You’re right about the forum trolls; the 0.6 line is likely to cull some of them, and permitting an amount of arbitrariness in moderation will help cull others. I think the thing I’m trying to point at is still a relevant thing to keep in mind, but it’s not as clear-cut as I described.
>I wonder how much regulator agencies do do that kind of thinking.
They might do (civil services are generally more careful than you’d expect), or it may emerge as they adjust their rules in response to what companies do.
I find this easier to parse from a non-neutral perspective: If all bad comments are (currently) overtly bad, you might think we could ban overt bad comments and win at moderation. But in fact, once the ban is in effect, the bad commenters might switch to covert bad comments instead.

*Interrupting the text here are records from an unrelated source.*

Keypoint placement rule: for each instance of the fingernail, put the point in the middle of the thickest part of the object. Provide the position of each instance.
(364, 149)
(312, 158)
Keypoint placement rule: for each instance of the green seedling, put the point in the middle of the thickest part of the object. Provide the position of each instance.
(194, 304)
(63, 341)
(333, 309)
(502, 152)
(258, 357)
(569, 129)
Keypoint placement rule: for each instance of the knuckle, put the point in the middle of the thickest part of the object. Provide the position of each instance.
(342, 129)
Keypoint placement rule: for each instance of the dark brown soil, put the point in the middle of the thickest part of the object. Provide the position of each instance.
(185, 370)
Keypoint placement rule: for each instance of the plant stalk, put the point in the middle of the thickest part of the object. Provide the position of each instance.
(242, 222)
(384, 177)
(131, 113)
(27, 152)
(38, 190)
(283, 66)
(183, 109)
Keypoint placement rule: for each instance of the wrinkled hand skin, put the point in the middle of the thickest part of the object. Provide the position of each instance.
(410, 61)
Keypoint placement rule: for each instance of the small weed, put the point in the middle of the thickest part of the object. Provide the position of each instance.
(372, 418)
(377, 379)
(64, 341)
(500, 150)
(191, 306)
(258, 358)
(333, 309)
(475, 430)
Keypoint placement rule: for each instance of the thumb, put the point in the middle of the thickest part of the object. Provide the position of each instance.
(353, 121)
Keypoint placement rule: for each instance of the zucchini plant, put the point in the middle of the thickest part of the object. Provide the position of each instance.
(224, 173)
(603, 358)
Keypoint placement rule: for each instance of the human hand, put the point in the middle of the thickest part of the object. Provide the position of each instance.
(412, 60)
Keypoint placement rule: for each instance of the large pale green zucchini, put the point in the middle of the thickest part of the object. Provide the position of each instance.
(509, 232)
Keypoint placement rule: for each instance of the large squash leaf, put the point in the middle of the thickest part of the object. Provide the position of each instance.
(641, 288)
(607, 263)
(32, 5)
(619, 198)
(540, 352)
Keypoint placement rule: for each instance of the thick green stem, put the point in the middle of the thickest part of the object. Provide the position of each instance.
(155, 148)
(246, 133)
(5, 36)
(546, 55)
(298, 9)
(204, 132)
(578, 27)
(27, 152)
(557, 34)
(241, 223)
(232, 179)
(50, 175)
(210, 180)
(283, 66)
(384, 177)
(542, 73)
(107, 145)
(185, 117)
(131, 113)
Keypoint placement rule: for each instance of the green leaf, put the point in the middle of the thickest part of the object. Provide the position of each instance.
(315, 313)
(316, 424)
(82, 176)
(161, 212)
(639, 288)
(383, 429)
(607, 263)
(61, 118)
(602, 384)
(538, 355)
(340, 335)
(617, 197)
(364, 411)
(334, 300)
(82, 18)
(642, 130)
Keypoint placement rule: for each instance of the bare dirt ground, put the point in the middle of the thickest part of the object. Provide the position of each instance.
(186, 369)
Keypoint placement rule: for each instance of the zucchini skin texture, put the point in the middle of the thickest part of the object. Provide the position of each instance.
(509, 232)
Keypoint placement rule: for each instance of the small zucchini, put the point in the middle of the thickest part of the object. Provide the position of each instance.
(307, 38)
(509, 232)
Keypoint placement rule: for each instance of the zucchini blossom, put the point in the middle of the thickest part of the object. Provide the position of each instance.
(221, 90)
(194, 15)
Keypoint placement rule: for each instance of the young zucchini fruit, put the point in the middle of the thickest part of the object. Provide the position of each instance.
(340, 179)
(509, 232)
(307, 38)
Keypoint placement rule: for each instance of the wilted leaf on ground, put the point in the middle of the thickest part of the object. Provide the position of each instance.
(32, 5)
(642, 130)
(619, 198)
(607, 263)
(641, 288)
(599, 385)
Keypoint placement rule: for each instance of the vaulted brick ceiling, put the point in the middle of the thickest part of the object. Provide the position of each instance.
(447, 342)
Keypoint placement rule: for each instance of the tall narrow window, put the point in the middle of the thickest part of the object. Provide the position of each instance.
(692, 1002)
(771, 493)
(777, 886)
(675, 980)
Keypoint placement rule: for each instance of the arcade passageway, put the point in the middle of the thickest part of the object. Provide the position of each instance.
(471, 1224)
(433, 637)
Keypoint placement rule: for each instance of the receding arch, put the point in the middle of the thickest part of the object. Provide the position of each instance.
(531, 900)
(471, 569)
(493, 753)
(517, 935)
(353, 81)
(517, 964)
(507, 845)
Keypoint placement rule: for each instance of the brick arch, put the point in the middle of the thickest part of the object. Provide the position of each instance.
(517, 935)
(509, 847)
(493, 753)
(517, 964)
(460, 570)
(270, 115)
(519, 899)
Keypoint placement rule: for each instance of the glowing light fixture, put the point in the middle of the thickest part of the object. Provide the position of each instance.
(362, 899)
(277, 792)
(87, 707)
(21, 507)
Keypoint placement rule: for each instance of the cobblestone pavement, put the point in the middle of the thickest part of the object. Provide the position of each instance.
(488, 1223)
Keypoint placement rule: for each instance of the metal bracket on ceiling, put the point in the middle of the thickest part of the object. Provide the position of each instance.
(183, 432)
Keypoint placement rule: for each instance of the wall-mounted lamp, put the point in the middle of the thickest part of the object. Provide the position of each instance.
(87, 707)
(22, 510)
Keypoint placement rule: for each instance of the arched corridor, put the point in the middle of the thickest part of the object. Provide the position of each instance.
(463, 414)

The ban isn’t necessarily wrong, but this effect has to be considered in the cost-benefit analysis.
>If you say “food weights must be within 3% of what’s on the packaging”, then they’ll be 3% below.
How about “within 3%, and with an average no lower than the printed weight”? That seems it would work for a lot of different levels of precision on the part of the company.
That’s the correct solution for food weights, but this is sort of beyond philh’s point, which is just that those you govern will adapt their behavior to the rules you put in place.